Another woman who lives one neighborhood away from me described driving through a wall of flames to escape the fires on Thursday. On Friday, she came back to her house and found that the bottom floor is burnt. Her reaction? In a shaky voice, she said: “It’s OK. We’re OK. Others have it worse.”
Over and over I heard Israelis express gratitude – for life, for the people that helped them save their lives, for the people taking care of them now. Not rage at those who stole away their homes, their memories – gratitude. Life matters more than stuff.
This past week has been full of volunteers.

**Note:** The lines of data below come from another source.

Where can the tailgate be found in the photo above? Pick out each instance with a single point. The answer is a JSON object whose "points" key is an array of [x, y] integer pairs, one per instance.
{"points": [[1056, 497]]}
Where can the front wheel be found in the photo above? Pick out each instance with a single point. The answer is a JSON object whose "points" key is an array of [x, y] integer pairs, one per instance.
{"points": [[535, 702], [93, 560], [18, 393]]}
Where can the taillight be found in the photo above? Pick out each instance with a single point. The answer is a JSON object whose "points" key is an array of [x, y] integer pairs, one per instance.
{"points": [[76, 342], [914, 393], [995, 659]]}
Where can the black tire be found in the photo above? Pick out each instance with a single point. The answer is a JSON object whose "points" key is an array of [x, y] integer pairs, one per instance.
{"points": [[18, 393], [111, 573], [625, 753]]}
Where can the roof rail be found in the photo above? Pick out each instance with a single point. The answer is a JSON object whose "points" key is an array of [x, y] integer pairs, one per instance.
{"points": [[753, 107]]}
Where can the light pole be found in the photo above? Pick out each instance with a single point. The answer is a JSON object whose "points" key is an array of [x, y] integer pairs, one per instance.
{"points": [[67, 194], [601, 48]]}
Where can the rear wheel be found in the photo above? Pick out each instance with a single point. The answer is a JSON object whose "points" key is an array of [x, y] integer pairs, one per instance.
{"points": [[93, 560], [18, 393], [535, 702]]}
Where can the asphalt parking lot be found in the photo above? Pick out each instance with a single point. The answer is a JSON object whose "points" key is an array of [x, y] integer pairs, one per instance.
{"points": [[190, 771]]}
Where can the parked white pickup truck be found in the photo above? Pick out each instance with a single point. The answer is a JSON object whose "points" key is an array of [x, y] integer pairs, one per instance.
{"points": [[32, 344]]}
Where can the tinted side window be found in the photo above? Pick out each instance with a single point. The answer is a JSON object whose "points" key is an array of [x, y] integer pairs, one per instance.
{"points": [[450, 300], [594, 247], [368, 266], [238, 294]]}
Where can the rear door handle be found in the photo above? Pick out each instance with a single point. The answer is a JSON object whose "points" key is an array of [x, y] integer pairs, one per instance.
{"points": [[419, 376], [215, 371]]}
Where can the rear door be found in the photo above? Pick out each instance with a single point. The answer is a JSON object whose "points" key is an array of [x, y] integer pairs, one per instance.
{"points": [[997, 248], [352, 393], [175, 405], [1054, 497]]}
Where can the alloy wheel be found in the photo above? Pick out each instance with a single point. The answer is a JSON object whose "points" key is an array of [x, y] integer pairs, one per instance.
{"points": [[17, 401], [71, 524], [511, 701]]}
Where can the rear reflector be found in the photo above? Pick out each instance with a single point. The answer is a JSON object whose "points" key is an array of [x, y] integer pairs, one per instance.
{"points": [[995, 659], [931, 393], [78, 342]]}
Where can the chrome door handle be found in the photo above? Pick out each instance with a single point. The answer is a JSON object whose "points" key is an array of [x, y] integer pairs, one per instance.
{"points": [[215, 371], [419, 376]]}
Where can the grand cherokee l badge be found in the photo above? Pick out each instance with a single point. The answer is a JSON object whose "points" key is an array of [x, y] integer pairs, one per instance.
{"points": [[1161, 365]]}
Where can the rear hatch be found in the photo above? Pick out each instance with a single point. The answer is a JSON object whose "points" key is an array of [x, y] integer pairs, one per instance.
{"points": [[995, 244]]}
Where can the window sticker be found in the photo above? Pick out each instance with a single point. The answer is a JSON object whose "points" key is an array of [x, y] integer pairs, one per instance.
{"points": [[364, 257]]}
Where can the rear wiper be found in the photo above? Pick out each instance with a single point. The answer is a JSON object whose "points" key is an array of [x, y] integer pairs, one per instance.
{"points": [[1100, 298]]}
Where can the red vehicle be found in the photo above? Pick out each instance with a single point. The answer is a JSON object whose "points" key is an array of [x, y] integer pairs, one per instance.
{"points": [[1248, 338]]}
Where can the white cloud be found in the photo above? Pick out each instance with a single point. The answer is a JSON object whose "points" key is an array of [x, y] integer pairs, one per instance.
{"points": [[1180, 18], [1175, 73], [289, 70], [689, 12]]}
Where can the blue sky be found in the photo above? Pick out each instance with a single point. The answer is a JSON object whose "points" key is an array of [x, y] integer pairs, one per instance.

Teenagers helping families clear out their ruined homes, covering holes so the coming rains won’t ruin what is left in people’s homes. Enormous amounts of clothes, food and toys have been donated. The government is looking for ways to cut bureaucratic procedures to ensure that compensation is given swiftly – to those who had home insurance and also to those who did not. Between the government assistance and volunteers opening their homes to shelter those whose homes have been damaged, no one is left without a roof over their head.
It will take a long time for the people who lost their homes to put their lives back together. It is heart wrenching to think of the memories lost, the historic artifacts that survived other traumas only to be destroyed now. I don’t know if people will ever be able to regain the same sense of safety in their homes…
We are all grateful that lives were saved. Some people were unable to save their pets. Many walked through fire to rescue animals. I shudder to think of the wildlife that has been incinerated.
The experts say it will take 30 years to bring the trees back to the same level of growth we had before the fires.
These are the things I want people who live elsewhere to know:
- The fires that swept Israel were arson-terror. It wasn’t negligence. It wasn’t forest fires. It was deliberate arson, intended to damage everything we hold dear: our homes, our wildlife, our land.
- You need to pay attention to this because what begins with us, ends with you.
- This event showed, yet again, the true face of Israel – in times of trouble we don’t loot our cities, we help each other. We don’t wait for the authorities to save us or fix things for us. We do it together, with gratitude to be alive. Most of all, although unthinkable hate is directed at us, we don’t respond with hate.
- And finally – we will rebuild. We will rebuild homes and plant new trees. We will make this land even more beautiful than it was before. This is our home and we aren’t going anywhere.
This is what Haifa looks like after the fires, from a drone’s view. It gives you an idea of the damage although it doesn’t show the terrible destruction of homes and nothing conveys the impact of the smell.
Now it is raining, finally. That will help wash our city clean, make the air fresh and pure again.